While we did shoot some photos with the sun in play, I also took a handful of shots using available shade to even out the light on her face. The preferred way to do portrait photography on a sunny day would be to seek out shade and shadow areas to place your subject, so the light is even on their body and especially their face. But if you want to get creative, or use high-key lighting directly from the sun, you can certainly break some rules and have some fun with it as well. That's what we did on this particular day using the black and white film.

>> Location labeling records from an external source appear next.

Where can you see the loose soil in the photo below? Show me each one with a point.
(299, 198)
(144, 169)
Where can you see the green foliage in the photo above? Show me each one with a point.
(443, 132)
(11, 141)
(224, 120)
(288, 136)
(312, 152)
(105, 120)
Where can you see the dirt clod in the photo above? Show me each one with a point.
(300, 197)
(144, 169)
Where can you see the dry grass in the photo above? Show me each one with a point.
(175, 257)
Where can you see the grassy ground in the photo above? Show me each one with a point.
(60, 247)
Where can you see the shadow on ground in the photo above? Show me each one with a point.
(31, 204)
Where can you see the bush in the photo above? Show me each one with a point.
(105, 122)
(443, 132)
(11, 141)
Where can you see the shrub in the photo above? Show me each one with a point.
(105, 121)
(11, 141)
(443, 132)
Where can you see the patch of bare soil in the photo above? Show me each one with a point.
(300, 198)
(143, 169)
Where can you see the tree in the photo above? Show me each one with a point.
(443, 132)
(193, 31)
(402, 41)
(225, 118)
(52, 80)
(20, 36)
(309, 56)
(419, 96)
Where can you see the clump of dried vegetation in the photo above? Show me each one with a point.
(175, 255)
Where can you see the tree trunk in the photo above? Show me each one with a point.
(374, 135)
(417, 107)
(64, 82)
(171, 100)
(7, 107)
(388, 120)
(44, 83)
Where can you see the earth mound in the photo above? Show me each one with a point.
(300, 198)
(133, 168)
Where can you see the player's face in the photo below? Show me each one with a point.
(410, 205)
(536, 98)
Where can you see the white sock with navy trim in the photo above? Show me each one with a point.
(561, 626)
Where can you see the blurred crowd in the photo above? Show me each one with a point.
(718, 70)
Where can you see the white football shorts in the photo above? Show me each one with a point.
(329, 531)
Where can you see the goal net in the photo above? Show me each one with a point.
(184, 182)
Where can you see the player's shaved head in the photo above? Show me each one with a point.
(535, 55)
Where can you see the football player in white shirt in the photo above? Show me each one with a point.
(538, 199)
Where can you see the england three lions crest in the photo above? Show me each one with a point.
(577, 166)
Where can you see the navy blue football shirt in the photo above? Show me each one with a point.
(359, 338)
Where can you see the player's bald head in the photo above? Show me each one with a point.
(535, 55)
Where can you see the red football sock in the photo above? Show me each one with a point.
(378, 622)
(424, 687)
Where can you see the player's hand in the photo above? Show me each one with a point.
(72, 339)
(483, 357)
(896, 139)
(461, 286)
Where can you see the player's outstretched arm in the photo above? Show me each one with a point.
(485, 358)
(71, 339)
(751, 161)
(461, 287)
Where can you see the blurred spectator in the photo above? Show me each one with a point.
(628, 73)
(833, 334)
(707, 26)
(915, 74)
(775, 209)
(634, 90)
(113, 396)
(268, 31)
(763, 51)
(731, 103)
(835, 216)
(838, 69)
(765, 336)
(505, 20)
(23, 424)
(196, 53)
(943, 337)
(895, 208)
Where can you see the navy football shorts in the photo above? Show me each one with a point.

Out of the 24 exposures there were about a dozen good shots, with the other half either a bit soft in the focusing, or a little under-exposed. But enough came out crisp and sharp that I was happy with both the camera and the film. The Fomapan Classic 100 was a bit flat, which some may find preferable. I like contrast, natural if possible, though it's easy enough to add in post since I edit and catalog everything in Lightroom.
I used Kodak HC-110 @68' F for about 7 minutes, and was fairly pleased with the results. Some of the photos were a bit soft in the focus, but I'm not sure if I had the AutoFocus set on pinpoint or area-auto, which would explain the 'out of focus' shots on the bench toward the end of the video.
The grain was as would be expected for 100 ISO film, fine but noticeable, as it should be. There were no outstanding negatives to this film, other than it was a bit flat with not much contrast. However, again, I don't know if this is due to developing process, or the film characteristics itself.
I will be using more Fomapan 100 Classic both for portrait and landscape work to continue the comparison's and reviews. I will also be reviewing Kentmere and Arista EDU Ultra, and making comparisons between the inexpensive black and white films easily available on the market.